Sicilia e crisi idrica: acqua bene di lusso
Il comune di Palermo aveva annunciato che fra pochi giorni vaste zone della città sarebbero state interessate da una turnazione d’emergenza per il razionamento dell’acqua. Il provvedimento preso dall’Amap (azienda pubblica) era giustificato dalla scarsità di riserve idriche dovuto all’assenza di consistenti piogge invernali oltre che dalla riduzione di capacità di uno dei tre principali bacini (Diga Rosamarina) per motivi di sicurezza.
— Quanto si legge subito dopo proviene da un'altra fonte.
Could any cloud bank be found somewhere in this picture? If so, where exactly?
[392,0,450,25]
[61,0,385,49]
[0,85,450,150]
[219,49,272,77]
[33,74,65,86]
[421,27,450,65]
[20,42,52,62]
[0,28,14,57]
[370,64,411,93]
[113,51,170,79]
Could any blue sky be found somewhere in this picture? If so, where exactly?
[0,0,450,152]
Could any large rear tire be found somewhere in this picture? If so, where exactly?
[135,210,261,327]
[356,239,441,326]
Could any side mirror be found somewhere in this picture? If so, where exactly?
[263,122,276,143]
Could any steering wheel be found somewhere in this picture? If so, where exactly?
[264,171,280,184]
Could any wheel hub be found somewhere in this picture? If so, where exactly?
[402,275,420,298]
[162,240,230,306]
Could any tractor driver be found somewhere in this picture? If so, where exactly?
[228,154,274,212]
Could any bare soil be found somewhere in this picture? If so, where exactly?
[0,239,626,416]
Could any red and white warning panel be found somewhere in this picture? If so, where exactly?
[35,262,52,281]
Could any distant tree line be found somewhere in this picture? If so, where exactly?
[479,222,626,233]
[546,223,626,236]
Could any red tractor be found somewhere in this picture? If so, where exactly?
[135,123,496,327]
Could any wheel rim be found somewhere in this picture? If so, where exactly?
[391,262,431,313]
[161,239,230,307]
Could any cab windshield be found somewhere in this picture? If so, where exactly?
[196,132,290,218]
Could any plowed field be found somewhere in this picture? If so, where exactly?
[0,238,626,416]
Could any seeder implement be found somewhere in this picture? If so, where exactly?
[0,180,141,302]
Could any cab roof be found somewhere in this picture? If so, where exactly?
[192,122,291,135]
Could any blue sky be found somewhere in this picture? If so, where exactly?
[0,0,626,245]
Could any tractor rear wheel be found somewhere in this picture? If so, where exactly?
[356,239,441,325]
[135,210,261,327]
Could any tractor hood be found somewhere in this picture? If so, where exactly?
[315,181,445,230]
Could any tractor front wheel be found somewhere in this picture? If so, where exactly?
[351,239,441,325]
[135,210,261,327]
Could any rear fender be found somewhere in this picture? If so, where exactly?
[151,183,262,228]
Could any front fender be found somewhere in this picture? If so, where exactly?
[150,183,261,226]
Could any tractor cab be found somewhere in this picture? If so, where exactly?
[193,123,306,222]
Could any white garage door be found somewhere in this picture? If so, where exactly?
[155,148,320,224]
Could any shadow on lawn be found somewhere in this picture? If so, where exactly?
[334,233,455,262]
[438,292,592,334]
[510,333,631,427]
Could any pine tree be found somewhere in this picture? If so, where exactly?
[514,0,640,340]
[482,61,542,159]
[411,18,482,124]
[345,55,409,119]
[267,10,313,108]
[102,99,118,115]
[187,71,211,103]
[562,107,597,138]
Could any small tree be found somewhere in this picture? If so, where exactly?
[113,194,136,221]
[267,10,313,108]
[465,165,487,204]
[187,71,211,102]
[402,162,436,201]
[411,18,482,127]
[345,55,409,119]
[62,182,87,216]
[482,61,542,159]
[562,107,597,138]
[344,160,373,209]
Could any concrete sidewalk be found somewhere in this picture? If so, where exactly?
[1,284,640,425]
L’eccezionale iniziativa – che l’Amap ha appena annunciato essere ancora in “forse” fino a nuova verifica il 12 gennaio – può sembrare la più semplice risposta ad una specifica contingenza climatica (la siccità) ma a guardare bene lo stato del “mercato” dell’adduzione e della distribuzione dell’acqua in Sicilia si capirà bene che non è esattamente così. O, almeno, non sarà questo di Palermo un caso isolato (basti pensare alla crisi messinese di due anni fa) in quanto, per l’acqua come per rifiuti e discariche, le emergenze torneranno (non per motivi strettamente climatici) e saranno una grande occasione di profitto per pochissimi privati. Il perchè è semplice.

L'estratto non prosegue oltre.